Mon, Oct 24, 2011 at 12:26 PM
Canadian Natural Resources Minister Joe Oliver on Monday decried a European Union proposal to rank Canadian oil sands as a more polluting fuel than conventional oil.
In a letter to European Union Energy Commissioner Gunther Oettinger, the minister said the proposed Fuel Quality Directive is not backed by science, would violate the Union's trade obligations, and put at risk the West's energy security.
"Canada will not hesitate to defend its interests," Oliver wrote.
Canada does not export crude oil from its oil sands to Europe, but government and industry officials fear tagging the supply as "dirty" could set a precedent for other markets.
"Any policies that impede the free flow of global oil supplies are detrimental to our collective energy security," Oliver wrote.
"Implementation of the current FQD proposal could have significant and unintended consequences to the world oil supply to the extent it introduces discriminatory and non-science based impediments to global energy markets."
Furthermore, he said there is no credible environmental basis for treating oil sands crude separately from other sources of crude oil.
"Heavy crude is heavy crude," he wrote.
Oil sands are deposits of heavy oil, or bitumen, found in sand and clay.
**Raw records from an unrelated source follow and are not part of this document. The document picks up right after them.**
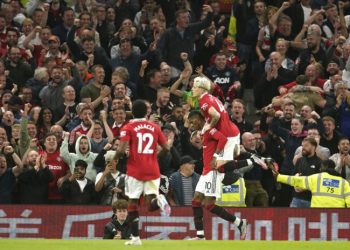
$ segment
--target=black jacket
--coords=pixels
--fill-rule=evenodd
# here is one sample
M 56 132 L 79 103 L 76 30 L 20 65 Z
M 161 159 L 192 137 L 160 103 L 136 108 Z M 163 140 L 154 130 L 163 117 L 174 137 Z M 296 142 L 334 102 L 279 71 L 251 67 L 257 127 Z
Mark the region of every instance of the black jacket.
M 76 180 L 70 181 L 68 179 L 63 182 L 59 191 L 68 204 L 96 204 L 95 184 L 89 179 L 87 179 L 87 184 L 83 192 L 80 191 L 79 184 Z
M 113 239 L 114 236 L 119 232 L 121 232 L 122 239 L 129 239 L 131 236 L 131 228 L 130 225 L 125 221 L 123 224 L 120 224 L 117 221 L 116 216 L 112 216 L 112 221 L 108 222 L 105 226 L 103 239 Z
M 48 167 L 36 171 L 26 168 L 17 178 L 19 200 L 21 204 L 47 203 L 48 184 L 53 175 Z
M 322 160 L 316 156 L 311 157 L 301 157 L 298 159 L 298 161 L 295 164 L 295 173 L 299 173 L 301 176 L 310 176 L 313 174 L 318 174 L 320 172 Z M 304 191 L 304 192 L 295 192 L 294 191 L 294 197 L 311 201 L 311 192 L 310 191 Z

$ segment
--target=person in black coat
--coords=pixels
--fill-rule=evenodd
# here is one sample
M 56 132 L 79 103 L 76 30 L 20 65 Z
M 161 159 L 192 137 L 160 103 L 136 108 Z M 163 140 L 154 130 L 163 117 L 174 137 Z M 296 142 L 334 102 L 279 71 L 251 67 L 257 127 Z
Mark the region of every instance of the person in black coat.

While conventional crude oil is pumped from the ground, the sticky oil must be extracted from underneath the region's coniferous forest, separated from the sand and water, then upgraded and refined.
Environmentalists say exploiting the unconventional oil sands of Alberta requires energy that produces a large volume of greenhouse gas.
The Canadian minister's rebuke comes only days after Canada and the European Union concluded a ninth round of free trade talks. A trade pact is expected in 2012.